I’d made peace with my crime against Rylynn inside the Peace Gate. Could I make peace with the darkness inside of myself, as well?

“I died on the longest night of the year. Maybe I was always meant to be a witch.”

Syleris hummed. I felt it in his chest. He did not release my hand or my waist. But some impulse or silent communication let me know that he wanted me to raise my chin and look at him. His eyes were waiting. Black, yes. But striated with crooked lines of blue that throbbed with power.

“You were meant to be mine,” he said.

I did not know if I believed in fate or predestination. But in his arms, I could not argue the truth of those words. It was their stark, unyielding truth that gave me the courage to ask the questions that had burned in my mind since the Dark God began to open himself to me.

“You are the Dark God. You created the Unknown Gate. You were party to the curse. Doesn’t this opulence bother you?”

Syleris’ gaze went distant, over my shoulder, but not to the crowd of other dancers and onlookers. He went to another time and place. Maybe even another world.

“The fae have not changed,” he finally said. “I did not expect them to.”

“Then why cast the curse in the first place?”

“Because there were no better choices.”

His eyes softened, but he still did not look at me. His mouth was a new shape. Not quite a frown, but heavy. He looked older than ever before, even though he was an immortal. He looked… guilty?

“What is waiting for us in the Unknown Gate?” I asked softly.

He heard me, even over the crowd and the music. Yes, that was guilt in his eyes. I swallowed back the emotion that clogged my throat—fear.

“I wish that I could tell you, sweetling.”

My breath stuttered in my chest. “How can you not know? You created it.”

“I did not say that I did not know. I said that I cannot tell you.” Syleris fixed me with an intensity that I’d thought only Garrick could muster. He was trying to say a thousand things with a single look, and I had no prayer of hearing them all. “Not even gods are all-powerful.”

What was powerful enough to coerce a god? I wondered. But not for long. I already knew the answer. I’d experienced it not once, but twice.

A bargain.

Syleris was bound by a bargain—but to whom, for what reason… that I did not know, and he could not tell me.

But he would have. If it were possible, I believed he would have told me. He did not want me to suffer. He lo—

“Do not mistake my desire for balance as goodness,” Syleris said aloud. It was not a snarl. He was always much too composed for that. But there was a warning in those syllables as they scraped out of his throat.

He’d been in my mind. Hearing my thoughts even as I thought them.

Balance. Maura had spoken of it before, yet she sought to destroy it by creating a talisman to give witches precedence over the fae.

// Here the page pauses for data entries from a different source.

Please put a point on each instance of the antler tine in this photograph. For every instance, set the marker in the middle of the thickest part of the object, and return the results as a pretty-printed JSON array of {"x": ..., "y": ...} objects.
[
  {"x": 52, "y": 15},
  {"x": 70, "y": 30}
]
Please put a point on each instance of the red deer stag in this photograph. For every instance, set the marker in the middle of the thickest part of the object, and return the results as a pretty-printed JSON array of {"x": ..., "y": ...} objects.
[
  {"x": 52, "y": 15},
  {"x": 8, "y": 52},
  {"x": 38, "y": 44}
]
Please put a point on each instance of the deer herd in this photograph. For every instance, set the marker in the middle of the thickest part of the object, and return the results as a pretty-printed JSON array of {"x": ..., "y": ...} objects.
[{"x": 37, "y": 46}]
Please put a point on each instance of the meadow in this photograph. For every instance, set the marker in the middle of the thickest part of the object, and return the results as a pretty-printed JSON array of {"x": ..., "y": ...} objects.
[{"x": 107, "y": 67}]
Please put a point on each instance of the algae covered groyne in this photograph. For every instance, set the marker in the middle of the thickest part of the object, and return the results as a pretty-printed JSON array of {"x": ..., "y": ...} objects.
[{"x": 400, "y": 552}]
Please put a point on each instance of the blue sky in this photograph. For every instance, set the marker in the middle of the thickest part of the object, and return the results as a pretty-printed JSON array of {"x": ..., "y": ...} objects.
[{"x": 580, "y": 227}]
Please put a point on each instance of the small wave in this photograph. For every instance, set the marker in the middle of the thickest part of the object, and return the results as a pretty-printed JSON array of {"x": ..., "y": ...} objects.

I did not want the fae to have more power, either.

But if I had to go through all Seven Gates, then at least the witches and fae would check one another’s power and magic once it was freed.

Balance was an excuse. Syleris could read into my mind, but I had no window into his. That did not change my opinion, and because he was privy to my thoughts, he knew it.

I lifted my brows in a challenge that he could avoid but not ignore. “I wouldn’t dare.”

His nostrils flared, his eyes flashing beneath the edges of his white mask.

This time, I tightened my hold on him.

But just as he opened his mouth to speak, a wide, familiar hand landed on the small of my back.

Garrick pressed into my back, pinning Syleris’ hand between us. Desire jolted through me, but I did not get long to savor it.

“The king has planned some sort of spectacle at midnight. Everyone is expected to attend. He will look for us,” Garrick said.

The heat that had built so quickly between my legs quelled. “What is he up to?”

“Nothing good,” Garrick said. “Our time is now.”

I nodded, even as I continued to pin Syleris with my stare. “We are not done with this conversation.”

“Yes, we are.”

I’d argue with him later. I slipped from his arms into Garrick’s. “Let’s go.”